Não será esta mais uma razão para preservarmos o Jamor como Património? Ou não?
Talvez
Talvez o Primeiro-Ministro devesse ter assessores com formação desportiva… (estou a brincar).
Digo isto porque… Que belo debate daria agora o tema «Resultados, Competição, e Competitividade Desportiva». Depois das «medidas de austeridade» anunciadas por um Primeiro-Ministro de um País que necessita de «aumentar a Competitividade» e a riqueza. «Belo Debate» por causa do comentário crítico que fiz na altura ao «conceito de Competição e de Competitividade que distingue o Desporto das outras atividades humanas».
É nestes momentos privilegiados que, tal como referi, o Desporto serve para dar a sua Lição. Concretamente, de «metáfora das relações sociais de Competição e Competitividade». «Objetivos» e «Resultados» nunca como nestas ocasiões são melhor debatidos.
Talvez
Há erros sistemáticos do Alexandre Mestre que pretendendo uma posição diferente não consegue descolar do modelo que Marcelo Rebelo de Sousa diz ser a característica deste governo e para o qual MRS sugere a urgente remodelação. Partir o EN às fatias é um modelo em cima do joelho só isso. O dar aos amigos que gostam do governo e das coisas que o Governo dá é uma particularidade e uma característica bem nacional.

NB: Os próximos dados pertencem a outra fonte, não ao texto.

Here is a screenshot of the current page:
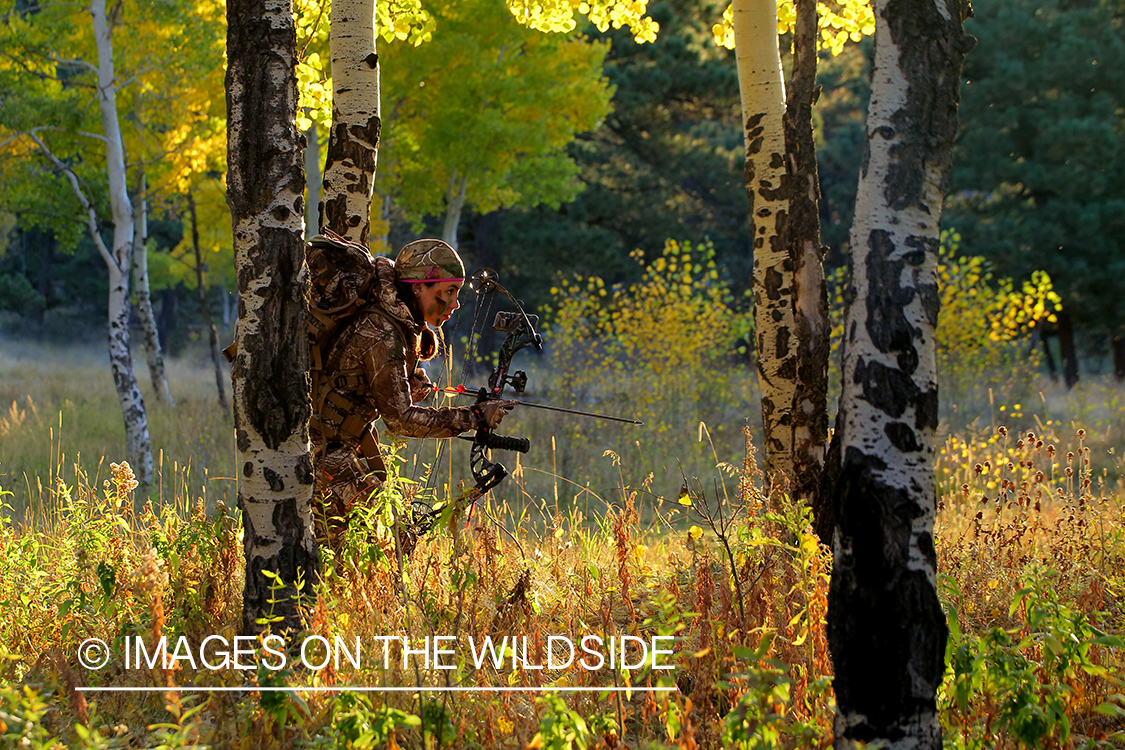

Talvez, algures entre Júpiter e Neptuno, complica o que é simples, necessitando de fazer exibição bibliográfica extensiva.
Também podia fazê-lo, mas acho ridículo e sobretudo revelador da existência de determinadas mentalidades que insistem em navegar fora deste planeta.
Hoje ficámos a saber que, passo a citar: “Em quatro Folhas A4, constam os ensinamentos dirigidos aos gabinetes ministeriais. O documento, que ensina os ministérios a justificarem medidas de austeridade, foi enviado na sexta-feira, dia do anúncio pelo Primeiro-Ministro, e dá instruções aos assessores de como lidar com a pergunta "é um novo aumento de impostos?".
Para a solução do Jamor, mais uma vez, não precisei mais do que isso. E mais uma vez não houve qualquer outra ideia ou solução. Apenas o insulto adolescente, tal como os miúdos fazem, por ainda não terem crescido o suficiente para debaterem ideias e argumentos.
A Folha A4… Evidentemente. Usada nas ocasiões difíceis, para resolver problemas complexos, e estabelecer a comunicação entre as «partes».